Evasão e paraísos fiscais em pauta no Fórum Internacional

11 Junho 2018
(0 votos)

Pesquisadores analisam impactos para o sistema tributário


O último dia do Fórum Internacional Tributário (FIT), nesta quarta-feira (6/5) começou com um painel sobre Tributação Internacional e abordou questões como a prevenção, evasão fiscal e paraísos fiscais.

O evento é realizado desde segunda-feira (4/5), no Theatro Net, em São Paulo (SP) e reúne 20 especialistas de 14 países entre seus debatedores.

O painel reuniu como palestrantes Sol Picciotto, da Law School/Lancaster University, e Andres Emilio Knobel, da Tax Justice Network. A coordenação foi feita por Rafael Georges, da Oxfam Brasil, e teve como debatedora Clair Maria Hickmann, do Instituto de Justiça Fiscal (IJF).  

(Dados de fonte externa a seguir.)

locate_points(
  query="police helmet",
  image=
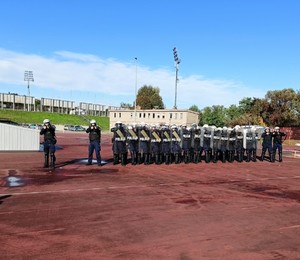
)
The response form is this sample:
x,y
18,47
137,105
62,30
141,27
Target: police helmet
x,y
46,121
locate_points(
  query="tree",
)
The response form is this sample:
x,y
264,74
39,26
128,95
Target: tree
x,y
283,107
194,108
214,115
148,97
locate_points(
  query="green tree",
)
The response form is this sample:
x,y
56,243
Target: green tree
x,y
194,108
214,115
148,97
283,107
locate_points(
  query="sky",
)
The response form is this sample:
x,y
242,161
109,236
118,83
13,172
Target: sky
x,y
102,52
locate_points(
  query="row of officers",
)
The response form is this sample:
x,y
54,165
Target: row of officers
x,y
172,144
175,144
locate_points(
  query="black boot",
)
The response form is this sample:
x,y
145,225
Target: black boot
x,y
223,157
116,158
167,159
273,156
280,156
46,162
254,156
240,156
157,159
215,155
263,154
207,156
177,160
52,161
123,159
146,158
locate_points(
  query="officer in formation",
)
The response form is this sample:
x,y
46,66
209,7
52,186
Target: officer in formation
x,y
272,141
175,144
49,143
94,132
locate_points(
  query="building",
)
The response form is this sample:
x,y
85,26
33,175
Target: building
x,y
154,116
15,102
17,138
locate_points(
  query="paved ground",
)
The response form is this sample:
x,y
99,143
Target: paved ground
x,y
194,211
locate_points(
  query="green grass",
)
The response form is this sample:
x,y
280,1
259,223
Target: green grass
x,y
55,118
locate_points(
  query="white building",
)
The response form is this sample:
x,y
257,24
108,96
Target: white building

“O tema deste painel é de enorme relevância no contexto da reforma tributária. Os paraísos fiscais são válvulas de escape para super ricos e reforçam desigualdades no Brasil e no mundo. Precisamos observar que existe um contexto internacional que exerce enorme pressão sobre os moldes de tributações nacionais”, destaca Rafael Georges. O especialista afirmou que US$ 500 bilhões são evadidos anualmente por empresas no âmbito global, de acordo com recente relatório da Oxfam.  

O professor Sol Picciotto traçou o histórico sobre a tributação internacional e os sistemas fiscais existentes, além de abordar a questão da evasão e elisão fiscal, e relatou esforços que estão sendo feitos para reformar esses sistemas. “Existe um tratado internacional e regras definidas pela OCDE (Organização para a Cooperação e Desenvolvimento Econômico) para tentar uma regulação das transações financeiras. Mas precisamos lidar com o problema de evasão e elisão fiscal no contexto da economia digital. Os países estão tentando lidar com novos problemas de métodos de transferência de preços”, destacou.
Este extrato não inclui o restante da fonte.